A noite caí e sentes-te perdida. Não sabes mais o porquê de andar aqui. Não sabes nada, nem sequer para onde te virar. Fraquejas e, mesmo sabendo que és tudo o que precisas, dás-te conta que precisas de mais qualquer coisa. Surge aquele curto momento em que a solidão não é aquilo que queres. Em que ela é a tua pior inimiga. O momento em que pensas em tudo o que podia ter sido e não foi. Em tudo o que podias ter feito e não fizeste. Colocas para tocar aquela música triste, como se não tivesses já triste o bastante. Olhas para trás e tentas escrutinar todos os teus erros, mesmo sabendo que esse é o maior erro. O dia foi longuíssimo, e só te tens a ti, à música e à chama da vela. Precisas de um abraço ou de uma palavra de conforto e sabes que não há ninguém para a dar. Tudo o que querias era um carinho e ouvir que vai ficar tudo bem.
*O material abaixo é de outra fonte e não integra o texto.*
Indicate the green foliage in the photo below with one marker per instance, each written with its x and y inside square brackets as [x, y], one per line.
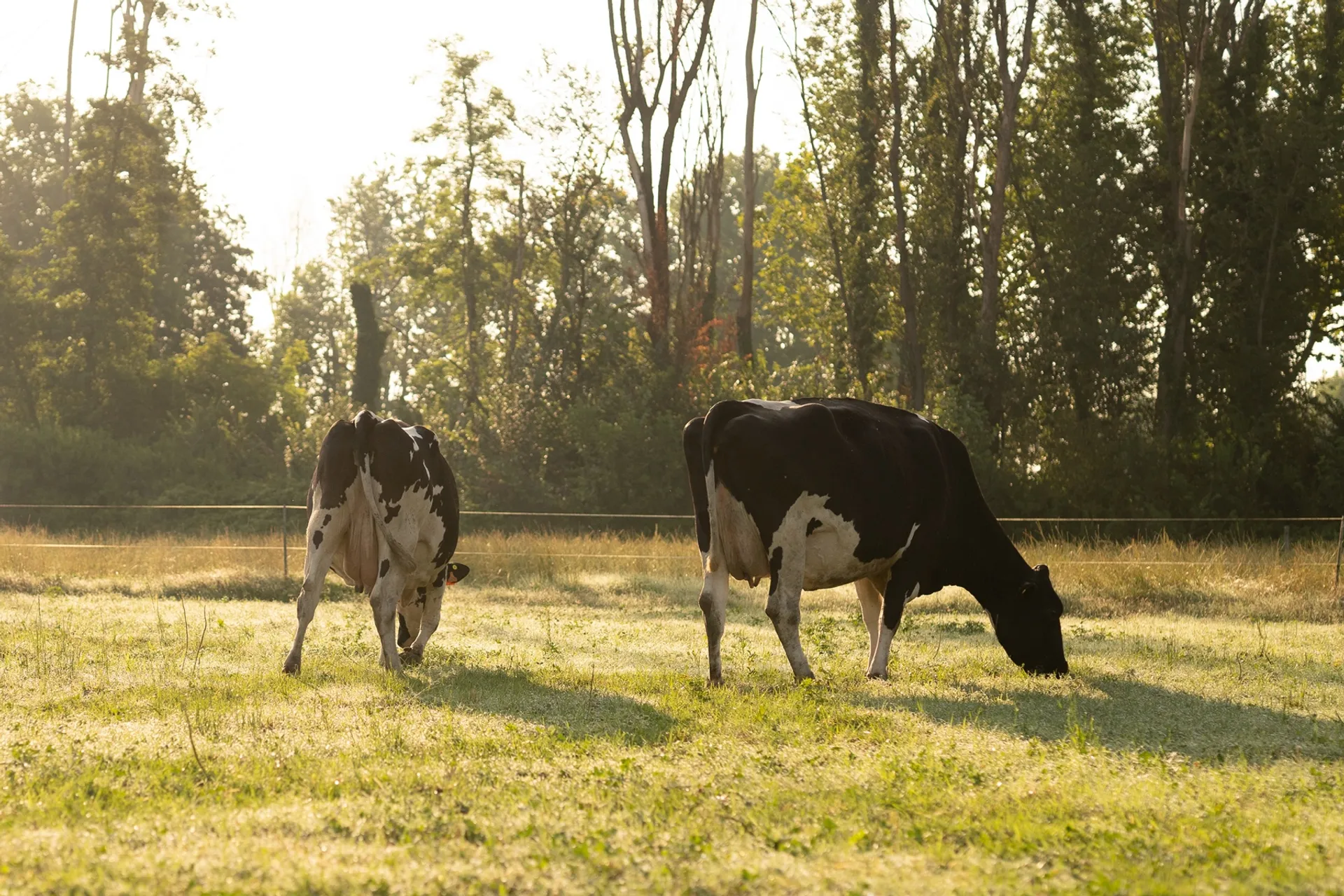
[517, 305]
[564, 741]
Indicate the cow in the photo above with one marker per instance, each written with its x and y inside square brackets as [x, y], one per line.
[818, 493]
[382, 514]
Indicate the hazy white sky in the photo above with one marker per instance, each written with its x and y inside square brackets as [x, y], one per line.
[304, 94]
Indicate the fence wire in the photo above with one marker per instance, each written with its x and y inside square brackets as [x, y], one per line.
[284, 547]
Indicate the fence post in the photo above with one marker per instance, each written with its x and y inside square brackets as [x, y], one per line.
[284, 514]
[1339, 546]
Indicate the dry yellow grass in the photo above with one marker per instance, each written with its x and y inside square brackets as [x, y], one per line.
[1096, 580]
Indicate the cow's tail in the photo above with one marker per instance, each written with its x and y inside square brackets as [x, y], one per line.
[691, 441]
[365, 425]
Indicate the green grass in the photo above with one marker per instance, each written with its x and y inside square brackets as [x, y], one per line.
[559, 738]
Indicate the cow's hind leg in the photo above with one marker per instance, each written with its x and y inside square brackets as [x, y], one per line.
[326, 531]
[784, 606]
[429, 624]
[382, 599]
[714, 605]
[870, 602]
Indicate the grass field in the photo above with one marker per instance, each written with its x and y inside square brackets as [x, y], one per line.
[559, 736]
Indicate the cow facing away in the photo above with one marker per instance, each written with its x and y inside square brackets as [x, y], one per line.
[382, 514]
[816, 493]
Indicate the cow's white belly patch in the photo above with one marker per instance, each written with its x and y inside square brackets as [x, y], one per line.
[830, 550]
[734, 538]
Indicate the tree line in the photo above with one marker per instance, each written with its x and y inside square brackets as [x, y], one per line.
[1100, 241]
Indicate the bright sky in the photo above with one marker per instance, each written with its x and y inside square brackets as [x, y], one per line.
[305, 96]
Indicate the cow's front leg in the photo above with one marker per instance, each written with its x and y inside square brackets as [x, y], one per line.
[428, 624]
[382, 599]
[870, 602]
[714, 605]
[901, 590]
[784, 606]
[326, 532]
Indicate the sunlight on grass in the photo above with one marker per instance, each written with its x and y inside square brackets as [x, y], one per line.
[559, 738]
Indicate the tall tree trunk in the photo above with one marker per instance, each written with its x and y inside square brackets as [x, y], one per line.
[473, 348]
[139, 52]
[991, 245]
[862, 311]
[515, 298]
[839, 365]
[911, 355]
[714, 210]
[634, 51]
[70, 69]
[1180, 62]
[369, 348]
[749, 199]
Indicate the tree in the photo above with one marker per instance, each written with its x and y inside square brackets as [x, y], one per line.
[369, 349]
[475, 118]
[991, 232]
[655, 74]
[911, 355]
[749, 198]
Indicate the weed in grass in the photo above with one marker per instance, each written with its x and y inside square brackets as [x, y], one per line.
[559, 738]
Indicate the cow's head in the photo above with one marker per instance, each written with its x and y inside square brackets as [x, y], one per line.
[1028, 626]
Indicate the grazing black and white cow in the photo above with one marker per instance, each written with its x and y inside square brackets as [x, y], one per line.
[382, 512]
[816, 493]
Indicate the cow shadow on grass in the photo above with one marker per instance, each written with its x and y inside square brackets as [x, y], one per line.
[574, 713]
[1126, 715]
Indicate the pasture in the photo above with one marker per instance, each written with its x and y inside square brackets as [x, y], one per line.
[559, 736]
As lágrimas teimam em correr. Abraças-te só para ter a certeza que ainda ali estás, porque por dentro estás em pedaços. Ouves música no volume máximo para não teres de ouvir o barulho da tua solidão. Dás-te conta das situações em que te envolveste na vida, dos erros, dos acertos, dos caminhos sinuosos já trilhados. Quando percebes que continuas a caminhar sem saber a direção. A noite caiu e dás-te conta de que só te tens, realmente, a ti. E é aí que decides, tens que decidir, que precisas de sair desta situação. Percebes finalmente que te estás a afogar. Lutas para emergir, procuras fôlego. Precisas de ar, urgentemente. Precisas de retirar aquela pedra enorme que te caiu sobre o peito. Lutas para a tirar de lá. Procuras sorrir, buscas um motivo, algo que te prove que estás feliz assim. Agarras-te às lembranças para depois as deixares cair. Aferras-te à esperança. É tudo o que resta. A esperença de que também esta tempestade passe. E tu sabes que vai passar. E é a pensar no que ainda está por vir que fechas os olhos e adormeces. A vida passa, é isso que temes. Mas respira. Acredita. Enquanto te tiveres a ti, enquanto não te perderes de quem és, então há esperança.